Untangling the web between net worth and self-worth can be messy—especially when you consider that so many of us were raised to equate money with success. Mainstream media only reinforces this idea, touting celebrities and influencers dressed in expensive clothes, driving expensive cars, and having expensive experiences as something to aspire to. However, the tide could finally be starting to turn on that one.

"This whole minimalist movement helped a little, I feel," said Megan McCoy, a financial therapist, of people's changing view of what money can buy. "The housing regression and student loans scared young people from buying a house, so that became one less status symbol to tie to your self-worth. And we're moving more into urban environments where cars are less important. So it might actually be getting better—minus social media's negative impact."

How to stop attaching your success to your bank account.

When I asked McCoy for strategies that have helped her patients stop giving money so much power, she said that identifying your financial "script" is the first step.

She's referring to the four money scripts formulated by Brad Klontz, Psy.D., CFP, a clinical psychologist turned financial planner who spent years studying patients' relationships with money looking for similarities. He came up with four money camps—money avoidance, money status, money vigilance, and money worship—that everyone seems to fall into.

"Each of the money scripts hints at the different reasons people equate net worth to self-worth," McCoy said. For example, money worshippers think money is going to fix everything, so they feel like they're lacking no matter how much of it they have. Money-vigilant people, on the other hand, are hyper-focused on saving money for a rainy day and can be workaholics whose net worth becomes "like a drug."

Very rarely do people like other people because of status.

Once you figure out your script (you can take the quiz here), you're on your way to at least being aware of how you tend to tie money to self-esteem. From there, you can start to do something about it using self-worth building exercises.

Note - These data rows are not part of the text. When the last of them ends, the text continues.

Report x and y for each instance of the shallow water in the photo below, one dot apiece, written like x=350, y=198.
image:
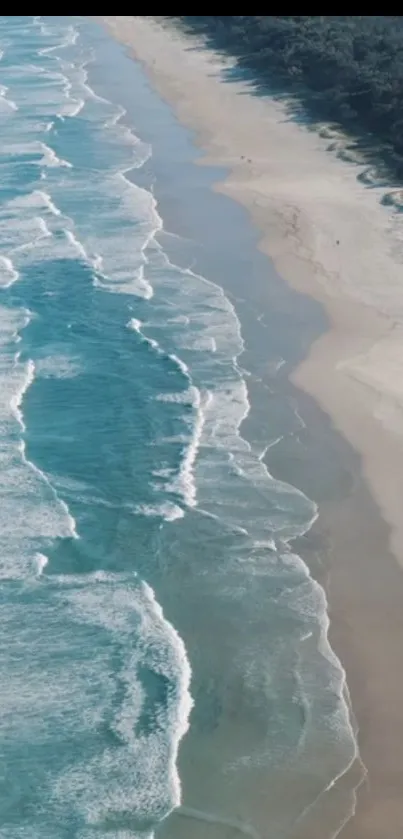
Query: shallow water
x=145, y=563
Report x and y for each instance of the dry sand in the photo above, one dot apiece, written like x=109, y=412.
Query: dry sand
x=329, y=236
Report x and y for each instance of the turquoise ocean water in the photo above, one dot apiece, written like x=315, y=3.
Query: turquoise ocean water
x=147, y=586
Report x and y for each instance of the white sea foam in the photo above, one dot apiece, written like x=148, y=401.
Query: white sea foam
x=140, y=776
x=8, y=274
x=4, y=98
x=31, y=513
x=167, y=511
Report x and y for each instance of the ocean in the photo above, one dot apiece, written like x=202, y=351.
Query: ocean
x=162, y=646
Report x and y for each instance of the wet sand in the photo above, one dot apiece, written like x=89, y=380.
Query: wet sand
x=329, y=236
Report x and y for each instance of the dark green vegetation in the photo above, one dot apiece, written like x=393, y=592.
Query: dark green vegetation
x=345, y=69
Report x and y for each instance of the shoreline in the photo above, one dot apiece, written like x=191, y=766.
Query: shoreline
x=350, y=370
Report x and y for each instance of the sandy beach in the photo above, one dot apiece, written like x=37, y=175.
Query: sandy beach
x=329, y=236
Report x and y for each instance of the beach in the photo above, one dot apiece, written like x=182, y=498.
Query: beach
x=324, y=227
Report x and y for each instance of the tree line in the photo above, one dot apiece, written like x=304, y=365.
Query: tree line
x=342, y=68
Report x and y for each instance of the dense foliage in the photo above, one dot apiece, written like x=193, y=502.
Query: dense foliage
x=347, y=69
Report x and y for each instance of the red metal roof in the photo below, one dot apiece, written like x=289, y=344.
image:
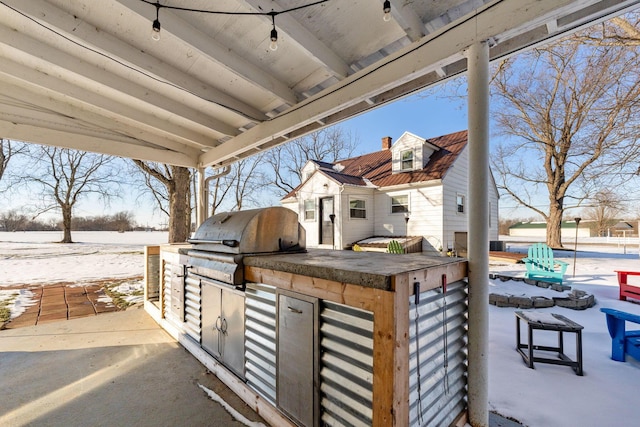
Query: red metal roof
x=376, y=167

One that McCoy recommends is journaling on what you love about a friend or family member. Get all of your favorite qualities about them down on the page. From there, think about the points from that list that you also possess. This quick exercise can help you overcome some of the cognitive distortions—aka tiny white lies that our brains tell us—keeping you from knowing that you are so much more than your bank account.

"Very rarely do people like other people because of status. You may think other people are judging you because of money, but you yourself don't do that to others. Why do you love your best friend? Is it because of how much she makes and what she has? Or is it because she's funny and kind and caring? It's about recognizing this thought process and making it more overt."

Financial worries will always come and go. The knowledge that the best things about you have nothing to do with your wallet? That lasts forever.